En 2023, 22,2% d’écart en raison d’une différence de volume d’heures travaillées entre les femmes et les hommes car elles sont moins souvent en emploi et davantage en temps partiel.

De même les mères perçoivent 29,9% de moins que les pères et ces écarts se creusent à 40,9% pour les parents de plus de 3 enfants.

En neutralisant l’effet du volume d’heures travaillées sur les inégalités, l’INSEE identifie les autres causes des 14,2% restant :

  • Les femmes n’exercent pas les mêmes métiers et ne travaillent pas dans les mêmes entreprises et secteurs ;
  • Les plus bas salaires sont occupés à 54% par des femmes alors qu’elles occupent 42% des emplois dans le privé ;
  • Elles ne représentent que 24% des 1% des emplois les mieux rémunérés.

Et dans la Fonction Publique ?

La Direction Générale de l’Administration et de la Fonction Publique invisibilise le volume et le temps de travail et met en avant l’écart de salaire en équivalent temps plein qui est pour l’ensemble de la Fonction Publique de 10,5% (salaire moyen net mensuel est de 2 427 euros pour les femmes et de 2 711 euros pour les hommes). Ce chiffre est plus élevé pour la fonction publique d’Etat (13,1%) et encore plus dans la Fonction publique Hospitalière (18,3%, ce chiffre doit en réalité être plus important car il ne prend pas en compte les externes des hôpitaux).

En 2023, dans la fonction publique, 20 % des agent∙es travaillent à temps partiel (26 % des femmes contre 9 % des hommes).

En 2023, les femmes occupent 63% des emplois et 67 % pour les contractuel·les, mais seulement 43 % des catégories A+.

Elles occupent 70 % des 10 % des postes les moins bien rémunérés et seulement 49 % des 10 % les mieux rémunérés.

Les écarts se creusent lorsqu’on parle du 1 % des postes les mieux rémunérés où elles ne sont plus que 39 % et des 10 plus hautes rémunérations dans les ministères, où elles ne représentent que 25 %.

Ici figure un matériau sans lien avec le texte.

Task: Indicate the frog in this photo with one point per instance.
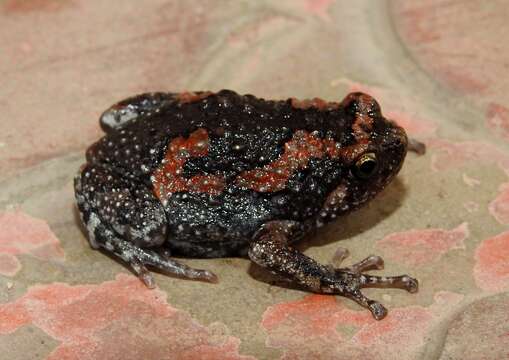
(218, 174)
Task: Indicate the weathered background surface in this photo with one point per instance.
(438, 67)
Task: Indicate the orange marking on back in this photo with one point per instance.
(168, 179)
(298, 151)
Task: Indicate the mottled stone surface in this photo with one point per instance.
(480, 331)
(437, 67)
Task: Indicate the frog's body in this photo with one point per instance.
(212, 175)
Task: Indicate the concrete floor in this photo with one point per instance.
(437, 67)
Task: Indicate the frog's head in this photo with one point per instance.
(371, 156)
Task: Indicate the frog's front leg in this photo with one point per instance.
(127, 222)
(270, 249)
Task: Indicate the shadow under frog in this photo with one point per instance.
(220, 174)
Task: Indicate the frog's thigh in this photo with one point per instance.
(133, 213)
(127, 223)
(125, 111)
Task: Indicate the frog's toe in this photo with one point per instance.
(372, 262)
(378, 310)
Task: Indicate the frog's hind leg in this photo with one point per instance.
(125, 111)
(270, 249)
(128, 223)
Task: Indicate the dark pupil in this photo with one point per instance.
(367, 167)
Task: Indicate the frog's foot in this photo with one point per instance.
(270, 249)
(139, 258)
(348, 282)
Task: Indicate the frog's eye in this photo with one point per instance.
(366, 166)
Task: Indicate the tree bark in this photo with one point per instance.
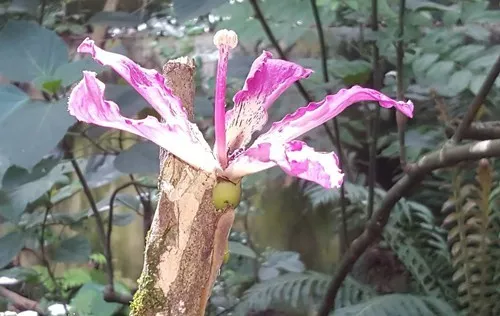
(187, 240)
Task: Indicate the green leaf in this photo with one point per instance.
(22, 187)
(11, 98)
(24, 6)
(116, 19)
(458, 83)
(398, 304)
(74, 249)
(30, 51)
(52, 86)
(476, 83)
(72, 72)
(10, 244)
(140, 158)
(123, 218)
(465, 53)
(185, 10)
(241, 250)
(32, 129)
(440, 72)
(422, 63)
(89, 301)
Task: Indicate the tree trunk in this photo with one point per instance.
(188, 237)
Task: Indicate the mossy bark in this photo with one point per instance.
(186, 243)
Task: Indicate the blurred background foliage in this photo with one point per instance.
(61, 180)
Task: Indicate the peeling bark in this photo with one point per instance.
(187, 240)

Un écart toujours autour de 25%

Le focus de l’INSEE pour les salaires du privé, les écarts entre les femmes et les hommes sont de 22,2 %. Le salaire net moyen est de 21 340 euros annuels pour les femmes contre 27 430 euros pour les hommes. En 1995, il était de 34%.

L’enjeu de l’emploi et du temps de travail des femmes

Cet écart est en grande partie due à la différence de volume de travail annuel moyen : les femmes entrent plus tardivement sur le marché du travail, elles occupent seulement 42% des emplois du privé, elles sont davantage sans emploi et occupent la majorité des temps partiels.

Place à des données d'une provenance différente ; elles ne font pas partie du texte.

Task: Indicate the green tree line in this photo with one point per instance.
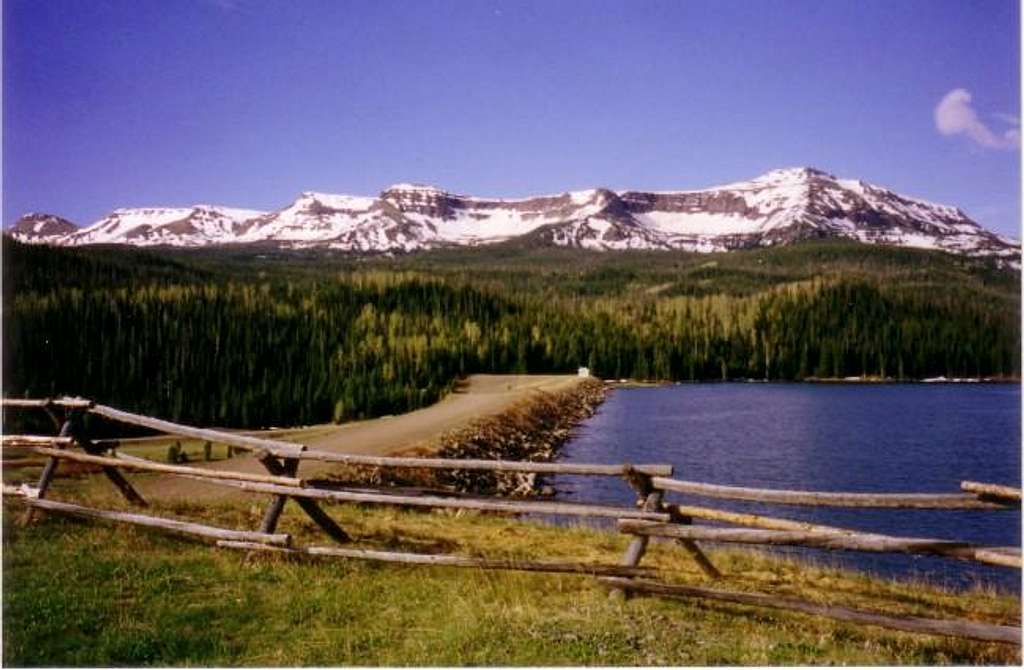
(285, 350)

D’ailleurs, une note de novembre 2024 du conseil d’analyse économique estime qu’en prenant en compte les femmes privées d’emploi, l’écart de revenu entre les femmes et les hommes se creuse à 30 %.

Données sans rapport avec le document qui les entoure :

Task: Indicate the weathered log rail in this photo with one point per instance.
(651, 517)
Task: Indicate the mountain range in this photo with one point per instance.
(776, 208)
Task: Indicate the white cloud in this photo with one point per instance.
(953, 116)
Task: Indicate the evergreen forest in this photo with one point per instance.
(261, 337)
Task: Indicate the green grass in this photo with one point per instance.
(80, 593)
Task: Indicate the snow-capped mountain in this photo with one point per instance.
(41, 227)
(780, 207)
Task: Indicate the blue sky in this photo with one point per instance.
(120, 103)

L’écart se creuse avec l’âge : il est de 24,9% pour les 60 ans et plus.

Entre 1995 et 2023, l’écart de volume de travail s’est réduit de 15 % à 9 %. On observe la hausse du volume de travail des femmes depuis 2000 qui se stabilise entre 2015 et 2021, puis baisse en 2022 et 2023.

La CGT revendique : la fin des temps partiels imposés et une négociation sur le temps partiel, les 32 heures, la retraite à 60 ans, des politiques publiques en faveur de l’égalité.

L’enjeu de la revalorisation des métiers à prédominance féminine

L’INSEE a neutralisé les effets du volume du travail sur les écarts salariaux ce qui permet d’identifier une autre cause importante de ces inégalités qualifiée de « la ségrégation professionnelle ». Cette dernière explique l’essentiel des 13,5 % de différence de salaire net en EQTP entre femmes et hommes. Il était de 22% en 1995.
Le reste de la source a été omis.